Like the euro, sterling also found itself on the back foot on Monday in the face of a charge higher for the dollar. Also like the euro, the focus today for sterling traders will be on central bank commentary, with both BoE governor Bailey and Deputy Governor Breeden set to speak. Importantly, they make up two of the three swing votes on the MPC. As such, their words are likely to be closely scrutinised by markets. We suspect that both will likely skew dovish at the margin too, in light of September’s soft CPI print. That said, with a rate cut next month fully priced, and a 70% chance of two rate cuts by year-end – the scope for significant acceleration in Bank Rate easing bets looks a little limited, especially when considering that growth indicators continue to print solid, and with budget risks looming on the horizon. Given this, we see odds skewed toward the pound trading under pressure this afternoon. But any selloff for the pound is likely to remain contained, with the main event of note coming up at month-end, with a widely anticipated budget set to be delivered on October 30th.

CAD

Perhaps unsurprisingly, tomorrow’s BoC meeting is likely to be garnering the majority of attention from loonie traders today.

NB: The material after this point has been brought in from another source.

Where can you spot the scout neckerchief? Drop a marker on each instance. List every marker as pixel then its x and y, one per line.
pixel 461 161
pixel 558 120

Markets see an 86% chance that the Governing Council delivers a 50bp rate cut – an outcome also favoured by economists by a 2-1 ratio. We are inclined to lean in that direction as well given a soft set of recent data prints. Not to mention, the Fed has already broken the 50bp rate cut taboo. All told we see little reason for the BoC not to deliver a jumbo rate cut, albeit, given the Governing Council’s proclivity for surprising markets, this is not quite a done deal either. That said, given our own view on tomorrow’s decision, we loonie risks skewed to the downside over the coming days. USDCAD is currently trading above 1.38 – a dovish decision tomorrow could put a break above 1.39 and potentially year-to-date highs in play for the pair.